Like other generative AI technologies, Runaway’s system learns by analyzing digital data — in this case, photos, videos, and captions that describe what those images contain. By training this type of technology on ever-increasing amounts of data, researchers are confident that they can rapidly improve and expand their skills. Experts believe that they will soon generate professional-looking mini-movies, complete with music and dialogue.
It is difficult to define what the system currently creates. It is not a photo. It is not a cartoon. It is a collection of many pixels combined to create a realistic video. The company plans to offer its technology with other tools that it believes will speed up the work of professional artists.
Last month, social media services were awash with images of Pope Francis in a white puffer coat by Balenciaga, a surprisingly modern outfit for an 86-year-old pontiff. But the images were not real. A 31-year-old construction worker from Chicago had created the viral sensation. using a popular AI tool called Midjourney.
Dr. Isola has spent years building and testing this type of technology, first as a researcher at the University of California, Berkeley and at OpenAI, and then as a professor at MIT. Still, he was fooled by the sharp, high-resolution but Completely false images of Pope Francis.
“There was a time when people would post deepfakes and I wasn’t fooled, because they were either too outlandish or not very realistic,” he said. “Now, we can’t take any of the images we see on the internet at face value.”
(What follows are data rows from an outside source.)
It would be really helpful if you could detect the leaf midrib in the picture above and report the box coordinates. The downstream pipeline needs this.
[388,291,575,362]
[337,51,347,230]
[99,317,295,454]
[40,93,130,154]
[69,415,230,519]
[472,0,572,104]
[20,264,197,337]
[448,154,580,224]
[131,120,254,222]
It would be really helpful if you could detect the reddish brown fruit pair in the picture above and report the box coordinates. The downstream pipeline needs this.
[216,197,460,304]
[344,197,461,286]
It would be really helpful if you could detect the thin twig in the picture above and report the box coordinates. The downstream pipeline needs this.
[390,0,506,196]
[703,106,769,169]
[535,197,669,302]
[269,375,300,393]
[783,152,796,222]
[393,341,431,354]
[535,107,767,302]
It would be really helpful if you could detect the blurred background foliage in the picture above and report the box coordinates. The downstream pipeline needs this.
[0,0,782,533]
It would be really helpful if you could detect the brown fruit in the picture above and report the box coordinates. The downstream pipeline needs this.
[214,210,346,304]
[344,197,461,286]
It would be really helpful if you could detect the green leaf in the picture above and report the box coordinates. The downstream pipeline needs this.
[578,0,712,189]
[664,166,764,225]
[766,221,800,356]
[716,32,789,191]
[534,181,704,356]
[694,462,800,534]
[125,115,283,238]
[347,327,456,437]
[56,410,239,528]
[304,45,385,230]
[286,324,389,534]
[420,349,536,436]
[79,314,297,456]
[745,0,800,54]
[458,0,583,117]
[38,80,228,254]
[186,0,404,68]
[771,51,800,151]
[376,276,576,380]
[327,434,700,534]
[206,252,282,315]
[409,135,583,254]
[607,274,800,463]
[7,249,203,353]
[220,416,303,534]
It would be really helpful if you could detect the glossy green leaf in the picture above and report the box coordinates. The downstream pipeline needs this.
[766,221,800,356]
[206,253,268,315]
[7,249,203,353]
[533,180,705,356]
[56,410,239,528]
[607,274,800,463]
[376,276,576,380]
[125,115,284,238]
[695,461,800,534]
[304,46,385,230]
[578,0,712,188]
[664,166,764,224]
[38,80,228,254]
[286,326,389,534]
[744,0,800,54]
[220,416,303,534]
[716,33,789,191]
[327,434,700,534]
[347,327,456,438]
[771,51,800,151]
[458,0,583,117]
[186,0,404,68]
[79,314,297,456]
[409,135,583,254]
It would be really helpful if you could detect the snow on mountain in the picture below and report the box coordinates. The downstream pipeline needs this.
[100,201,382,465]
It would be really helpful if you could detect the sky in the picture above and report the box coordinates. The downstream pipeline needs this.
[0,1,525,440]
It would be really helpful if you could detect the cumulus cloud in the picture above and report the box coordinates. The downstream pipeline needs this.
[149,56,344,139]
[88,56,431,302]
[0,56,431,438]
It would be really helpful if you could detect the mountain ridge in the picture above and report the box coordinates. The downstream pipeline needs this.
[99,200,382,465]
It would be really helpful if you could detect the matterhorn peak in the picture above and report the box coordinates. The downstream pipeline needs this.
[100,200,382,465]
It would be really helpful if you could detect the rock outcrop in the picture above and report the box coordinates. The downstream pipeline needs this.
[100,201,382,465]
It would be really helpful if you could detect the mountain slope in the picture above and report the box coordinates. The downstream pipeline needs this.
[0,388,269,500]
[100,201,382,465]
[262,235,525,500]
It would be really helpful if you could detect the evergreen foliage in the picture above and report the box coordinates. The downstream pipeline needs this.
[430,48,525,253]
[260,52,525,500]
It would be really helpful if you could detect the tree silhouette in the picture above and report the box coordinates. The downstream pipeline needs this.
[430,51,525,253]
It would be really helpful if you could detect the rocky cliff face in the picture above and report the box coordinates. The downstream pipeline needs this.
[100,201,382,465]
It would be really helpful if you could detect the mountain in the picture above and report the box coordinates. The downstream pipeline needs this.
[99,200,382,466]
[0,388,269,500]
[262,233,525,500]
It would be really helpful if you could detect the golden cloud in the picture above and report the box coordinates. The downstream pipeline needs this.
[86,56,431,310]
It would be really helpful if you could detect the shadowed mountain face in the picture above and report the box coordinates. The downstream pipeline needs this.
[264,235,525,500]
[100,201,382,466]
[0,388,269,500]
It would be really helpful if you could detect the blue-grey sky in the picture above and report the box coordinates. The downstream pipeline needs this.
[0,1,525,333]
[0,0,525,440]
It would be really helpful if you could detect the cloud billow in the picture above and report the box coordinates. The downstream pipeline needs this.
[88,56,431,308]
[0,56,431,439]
Midjourney is one of many services that can generate realistic still images from a short notice. Others include Stable Diffusion and DALL-E, an OpenAI technology that started this wave of photogenerators when it was introduced a year ago.
Midjourney is based on a neural network, which learns its skills by analyzing huge amounts of data. Look for patterns as you review millions of digital images, as well as text captions that describe what each image represents.
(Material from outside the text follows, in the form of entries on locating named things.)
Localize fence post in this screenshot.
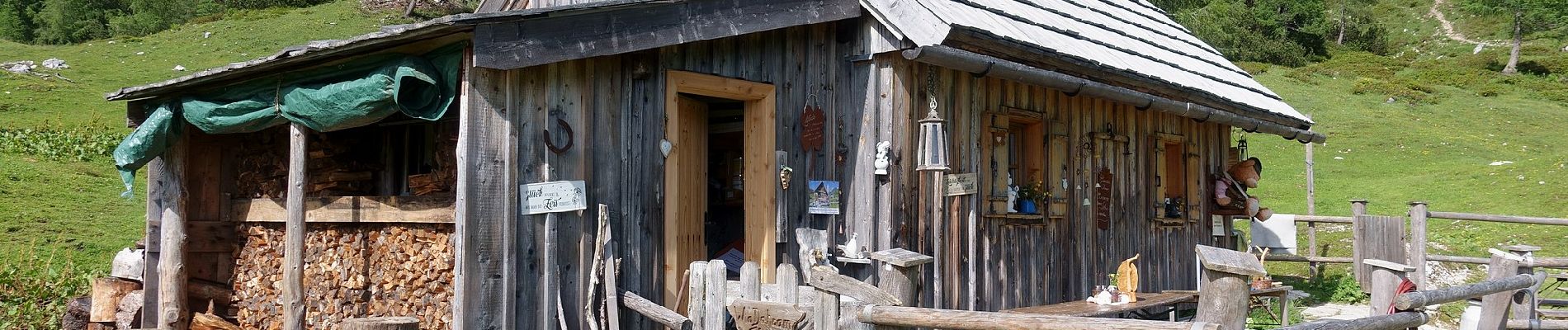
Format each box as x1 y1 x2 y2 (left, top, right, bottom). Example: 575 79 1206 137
1306 143 1322 280
1476 250 1523 330
1192 246 1263 328
1507 244 1542 325
1363 260 1415 316
1405 200 1427 290
1350 199 1367 285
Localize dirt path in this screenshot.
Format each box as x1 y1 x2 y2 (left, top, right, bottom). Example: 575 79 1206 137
1427 0 1498 45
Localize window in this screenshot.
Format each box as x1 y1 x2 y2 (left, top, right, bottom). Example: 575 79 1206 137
983 106 1046 218
1150 133 1197 225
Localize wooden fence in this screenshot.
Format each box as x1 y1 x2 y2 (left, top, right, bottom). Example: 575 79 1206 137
607 248 1263 330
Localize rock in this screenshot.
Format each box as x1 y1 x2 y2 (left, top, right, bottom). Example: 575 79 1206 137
59 295 92 330
44 58 71 70
115 290 144 328
0 61 38 73
108 248 146 281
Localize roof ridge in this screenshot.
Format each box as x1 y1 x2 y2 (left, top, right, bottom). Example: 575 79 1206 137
952 0 1282 100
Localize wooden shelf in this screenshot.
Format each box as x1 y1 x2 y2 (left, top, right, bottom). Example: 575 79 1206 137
985 213 1046 220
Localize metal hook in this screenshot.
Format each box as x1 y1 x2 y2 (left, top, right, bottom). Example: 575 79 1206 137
544 119 575 155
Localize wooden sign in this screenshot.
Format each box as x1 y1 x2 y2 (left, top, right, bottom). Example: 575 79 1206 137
942 173 980 196
800 105 828 152
1094 167 1117 230
730 300 806 330
519 182 588 216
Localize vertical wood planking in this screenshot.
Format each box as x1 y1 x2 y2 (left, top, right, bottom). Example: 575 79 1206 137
457 63 516 328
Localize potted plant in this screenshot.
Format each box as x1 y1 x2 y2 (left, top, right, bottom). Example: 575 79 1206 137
1018 182 1051 214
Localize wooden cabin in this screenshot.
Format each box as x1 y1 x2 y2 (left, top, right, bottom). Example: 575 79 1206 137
108 0 1324 328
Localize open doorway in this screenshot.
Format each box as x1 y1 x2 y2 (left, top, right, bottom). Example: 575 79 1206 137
664 70 777 311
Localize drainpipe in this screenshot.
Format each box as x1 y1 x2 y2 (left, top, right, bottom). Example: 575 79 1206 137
903 45 1328 144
When someone describes an image for the system, they generate a list of features that the image might include. One feature might be the curve at the top of a dog’s ear. Another might be the edge of a cell phone. A second neural network, called a diffusion model, then creates the image and generates the pixels needed for the functions. It eventually transforms the pixels into a coherent image.
Companies like Runway, which has about 40 employees and has raised $95.5 million, use this technique to generate moving images. By analyzing thousands of videos, its technology can learn to stitch together many still images in a similar coherent way.
“A video is just a series of frames, still images, that are combined in a way that gives the illusion of movement,” Valenzuela said. “The trick is to train a model that understands the relationship and consistency between each frame.”
Like early versions of tools like DALL-E and Midjourney, the technology sometimes combines concepts and images in curious ways. If you ask for a teddy bear that plays basketball, he might give you some kind of mutant stuffed animal with a basketball for a hand. If you ask for a dog with a cell phone in the park, you might get a puppy with a cell phone and a strangely human body.
But experts believe they can fix the flaws as they train their systems with more and more data. They believe technology will finally make video creation as easy as writing a sentence.
“In the old days, to do something remotely like this, you had to have a camera. You had to have accessories. You had to have a location. You had to have permission. You had to have money,” said Susan Bonser, a Pennsylvania author and editor who has been experimenting with early incarnations of generative video technology. “You don’t have to have any of that now. You can just sit back and imagine it.”